Personal information
- Born: 11 November 1902 Barcelona, Spain
- Died: 26 December 1995 (aged 93)

Chess career
- Country: Spain

= José Vilardebó Picurena =

Spanish chess player (1902–1995

José Vilardebó Picurena (Josep Vilardebò i Picurena; 11 November 1902 – 26 December 1995) was a Spanish chess player, Spanish Chess Championship bronze medalist (1946), three-times Catalan Chess Championship winner (1926, 1928, 1935).

==Biography==
José Vilardebó Picurena was one of the strongest chess players in Spain at the turn of the 1920s and 1930s. He won bronze medal in Spanish Chess Championship (1946) and three times won Catalan Chess Championship (1926, 1928, 1935). Also José Vilardebó Picurena won silver medal in Catalan Chess Championship (1923). He was participant of international chess tournaments in Barcelona (1929, 1946) and co-founder of the Barcelona Chess Club (1921).

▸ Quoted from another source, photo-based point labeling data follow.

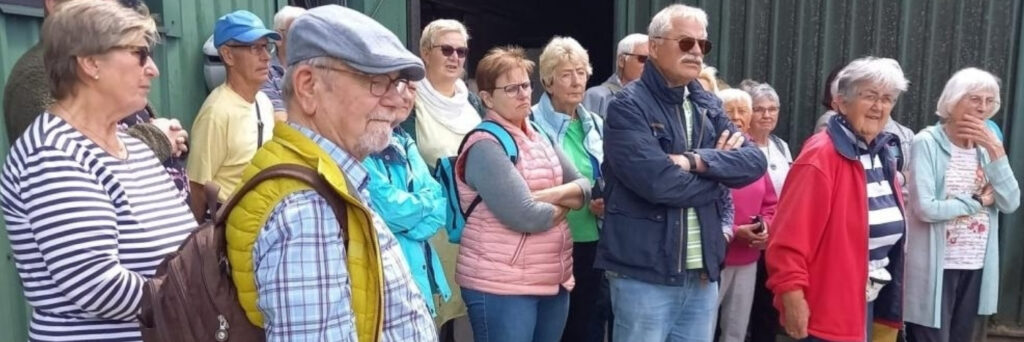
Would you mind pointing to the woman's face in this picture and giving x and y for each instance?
(764, 116)
(568, 82)
(125, 75)
(869, 109)
(739, 114)
(446, 67)
(511, 98)
(978, 103)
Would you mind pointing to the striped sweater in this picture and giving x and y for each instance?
(87, 229)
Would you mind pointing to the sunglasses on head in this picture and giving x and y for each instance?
(642, 58)
(142, 52)
(686, 43)
(446, 50)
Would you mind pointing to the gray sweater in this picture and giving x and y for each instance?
(494, 176)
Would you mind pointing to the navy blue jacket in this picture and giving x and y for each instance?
(643, 236)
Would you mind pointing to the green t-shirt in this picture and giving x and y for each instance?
(583, 223)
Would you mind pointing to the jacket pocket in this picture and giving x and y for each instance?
(518, 249)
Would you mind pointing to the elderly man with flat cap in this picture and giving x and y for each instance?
(346, 80)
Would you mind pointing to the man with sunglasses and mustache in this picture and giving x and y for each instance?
(630, 57)
(237, 118)
(670, 153)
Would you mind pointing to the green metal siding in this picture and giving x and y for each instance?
(794, 45)
(178, 91)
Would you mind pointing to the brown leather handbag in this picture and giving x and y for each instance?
(193, 297)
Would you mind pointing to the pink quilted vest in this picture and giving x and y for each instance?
(498, 260)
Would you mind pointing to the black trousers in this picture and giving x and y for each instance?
(961, 294)
(764, 317)
(584, 322)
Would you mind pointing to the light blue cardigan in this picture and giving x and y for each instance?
(930, 209)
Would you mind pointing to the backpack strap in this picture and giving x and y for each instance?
(297, 172)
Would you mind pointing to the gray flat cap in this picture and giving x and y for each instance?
(363, 43)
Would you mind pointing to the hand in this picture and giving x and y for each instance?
(176, 135)
(730, 141)
(560, 213)
(597, 207)
(797, 313)
(745, 231)
(974, 130)
(681, 161)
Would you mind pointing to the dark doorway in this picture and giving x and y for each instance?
(529, 24)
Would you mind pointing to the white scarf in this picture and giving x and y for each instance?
(455, 113)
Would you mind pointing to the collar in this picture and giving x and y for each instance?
(397, 148)
(851, 145)
(353, 169)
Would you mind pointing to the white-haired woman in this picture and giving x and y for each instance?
(631, 55)
(961, 181)
(90, 211)
(564, 70)
(282, 22)
(444, 109)
(755, 209)
(839, 231)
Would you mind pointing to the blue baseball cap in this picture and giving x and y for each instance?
(241, 26)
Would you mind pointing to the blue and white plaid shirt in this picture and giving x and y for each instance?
(301, 274)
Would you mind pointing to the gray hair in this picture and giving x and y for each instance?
(438, 27)
(288, 87)
(729, 95)
(285, 16)
(884, 72)
(662, 22)
(763, 91)
(964, 82)
(558, 50)
(84, 28)
(629, 44)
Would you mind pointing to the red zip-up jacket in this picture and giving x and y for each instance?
(819, 243)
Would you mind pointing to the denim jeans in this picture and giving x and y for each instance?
(516, 317)
(653, 312)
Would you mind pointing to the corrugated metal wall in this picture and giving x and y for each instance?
(794, 44)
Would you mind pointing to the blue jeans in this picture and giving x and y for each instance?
(516, 318)
(653, 312)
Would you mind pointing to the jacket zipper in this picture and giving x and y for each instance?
(518, 248)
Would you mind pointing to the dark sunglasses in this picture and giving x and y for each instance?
(642, 58)
(686, 43)
(142, 52)
(446, 50)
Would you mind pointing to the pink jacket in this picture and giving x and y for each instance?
(757, 199)
(498, 260)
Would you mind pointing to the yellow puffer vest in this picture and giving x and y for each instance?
(244, 223)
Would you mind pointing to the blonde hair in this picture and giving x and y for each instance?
(437, 28)
(562, 49)
(498, 61)
(84, 28)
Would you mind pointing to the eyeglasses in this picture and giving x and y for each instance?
(142, 52)
(446, 50)
(514, 89)
(686, 43)
(256, 48)
(981, 100)
(379, 84)
(640, 57)
(773, 109)
(873, 97)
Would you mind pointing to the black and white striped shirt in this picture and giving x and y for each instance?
(87, 229)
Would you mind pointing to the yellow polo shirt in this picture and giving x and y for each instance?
(223, 137)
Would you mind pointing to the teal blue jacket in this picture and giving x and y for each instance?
(412, 204)
(930, 208)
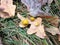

José Vilardebó Picurena played for Spain in the Chess Olympiads:
- In 1927, at third board in the 1st Chess Olympiad in London (+0, =10, -5),
- In 1931, at second board in the 4th Chess Olympiad in Prague (+1, =12, -3).

José Vilardebó Picurena played for Spain in the chess radio match with the Argentine national team (1946).